A cron expression is a string of six to seven fields separated by white space to represent triggers on the second, minute, hour, day of the month, month, day of the week, and optionally the year. However, the cron expression in Spring Scheduler is comprised of six fields as shown below:

 ┌───────────── second (0-59)
 │ ┌───────────── minute (0 - 59)
 │ │ ┌───────────── hour (0 - 23)
 │ │ │ ┌───────────── day of the month (1 - 31)
 │ │ │ │ ┌───────────── month (1 - 12) (or JAN-DEC)
 │ │ │ │ │ ┌───────────── day of the week (0 - 7)
 │ │ │ │ │ │          (or MON-SUN -- 0 or 7 is Sunday)
 │ │ │ │ │ │
 * * * * * *

For example, a cron expression: 0 30 15 * * * is triggered to run at 3:30 p.m. every day ( every 0th second, 30th minute, 3th hour, every day). 

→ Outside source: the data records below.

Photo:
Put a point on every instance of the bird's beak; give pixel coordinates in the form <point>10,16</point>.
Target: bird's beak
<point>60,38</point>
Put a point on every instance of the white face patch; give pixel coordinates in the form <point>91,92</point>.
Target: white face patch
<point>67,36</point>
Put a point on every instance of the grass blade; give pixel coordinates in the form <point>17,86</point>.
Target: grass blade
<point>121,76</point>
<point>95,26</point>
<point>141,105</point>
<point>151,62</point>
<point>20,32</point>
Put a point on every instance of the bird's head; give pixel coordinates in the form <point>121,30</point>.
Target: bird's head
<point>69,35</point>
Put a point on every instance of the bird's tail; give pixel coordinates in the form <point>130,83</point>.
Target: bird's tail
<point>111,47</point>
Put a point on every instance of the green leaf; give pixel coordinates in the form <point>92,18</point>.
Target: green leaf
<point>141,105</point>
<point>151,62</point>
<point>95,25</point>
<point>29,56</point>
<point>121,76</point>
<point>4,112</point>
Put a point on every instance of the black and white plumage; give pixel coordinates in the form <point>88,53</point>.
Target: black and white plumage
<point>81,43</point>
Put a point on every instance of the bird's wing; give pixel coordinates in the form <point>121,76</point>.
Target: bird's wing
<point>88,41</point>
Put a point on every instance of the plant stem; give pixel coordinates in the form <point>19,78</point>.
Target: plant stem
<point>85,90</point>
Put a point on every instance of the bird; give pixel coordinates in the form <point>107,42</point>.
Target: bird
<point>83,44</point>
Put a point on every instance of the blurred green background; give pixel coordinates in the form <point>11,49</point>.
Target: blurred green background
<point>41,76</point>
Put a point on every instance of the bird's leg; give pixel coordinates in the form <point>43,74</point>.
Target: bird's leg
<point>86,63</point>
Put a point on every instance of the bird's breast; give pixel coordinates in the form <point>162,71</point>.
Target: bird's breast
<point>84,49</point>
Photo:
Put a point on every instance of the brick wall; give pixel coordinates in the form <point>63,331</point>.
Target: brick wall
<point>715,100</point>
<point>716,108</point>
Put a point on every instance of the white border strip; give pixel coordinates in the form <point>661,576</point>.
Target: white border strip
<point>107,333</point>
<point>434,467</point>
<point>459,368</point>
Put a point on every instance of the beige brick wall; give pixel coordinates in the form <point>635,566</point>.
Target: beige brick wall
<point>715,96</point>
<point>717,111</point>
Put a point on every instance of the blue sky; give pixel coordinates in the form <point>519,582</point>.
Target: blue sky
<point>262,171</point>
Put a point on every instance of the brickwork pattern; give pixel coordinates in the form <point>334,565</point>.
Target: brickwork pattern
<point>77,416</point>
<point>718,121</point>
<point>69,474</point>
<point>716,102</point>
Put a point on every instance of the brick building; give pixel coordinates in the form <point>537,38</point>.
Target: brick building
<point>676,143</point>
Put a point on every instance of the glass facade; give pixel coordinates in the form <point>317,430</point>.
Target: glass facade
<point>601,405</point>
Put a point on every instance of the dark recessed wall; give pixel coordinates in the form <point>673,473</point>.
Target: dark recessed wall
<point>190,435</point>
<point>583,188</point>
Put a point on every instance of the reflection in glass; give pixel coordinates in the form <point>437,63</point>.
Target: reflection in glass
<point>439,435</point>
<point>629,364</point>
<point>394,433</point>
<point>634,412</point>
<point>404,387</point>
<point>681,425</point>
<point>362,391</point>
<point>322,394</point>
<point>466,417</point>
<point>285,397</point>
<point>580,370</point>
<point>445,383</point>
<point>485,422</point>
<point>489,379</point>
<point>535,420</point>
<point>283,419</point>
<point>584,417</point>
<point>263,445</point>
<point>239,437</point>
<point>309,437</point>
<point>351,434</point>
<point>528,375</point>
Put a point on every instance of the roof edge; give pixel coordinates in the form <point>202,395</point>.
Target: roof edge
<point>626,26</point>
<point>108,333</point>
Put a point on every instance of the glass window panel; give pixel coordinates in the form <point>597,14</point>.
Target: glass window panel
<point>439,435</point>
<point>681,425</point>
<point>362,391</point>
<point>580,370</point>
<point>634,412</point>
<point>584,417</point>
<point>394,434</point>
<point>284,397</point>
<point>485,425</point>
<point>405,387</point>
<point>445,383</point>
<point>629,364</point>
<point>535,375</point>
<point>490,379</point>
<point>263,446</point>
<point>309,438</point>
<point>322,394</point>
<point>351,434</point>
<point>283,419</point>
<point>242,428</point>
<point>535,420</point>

* indicates the cron expression matches for all values of the field. 
For example, * in the minute field means every minute.

Here we have specified an hourly interval with a cron macro: hourly instead of the less readable cron expression 0 0 * * * *.

@Scheduled(cron = "0 0 * * * *") ➜ @Scheduled(cron = "@hourly")

Spring provides the following macros:

  • @hourly,
  • @yearly,
  • @monthly,
  • @weekly, and
  • @daily


Conclusion

Here is a list of major points from the tutorial for quick reference:

  • Scheduling is part of the core module, so we do not need to add any dependencies.
  • Scheduling is not enabled by default. We explicitly enable scheduling by adding the @EnableScheduling annotation to a Spring configuration class or Main application class.
  • We can make the scheduling conditional on a property so that we can enable and disable scheduling by setting the property.
  • We create scheduled jobs by decorating a method with the @Scheduled annotation.
  • Only methods with void return type and zero parameters can be converted into scheduled jobs by adding @Scheduled annotation.
  • We set the interval of executing by specifying the fixedRate or fixedDelay attribute in the @Scheduled annotation.
  • We can choose to delay the first execution of the method by specifying the interval using the initialDelay attribute.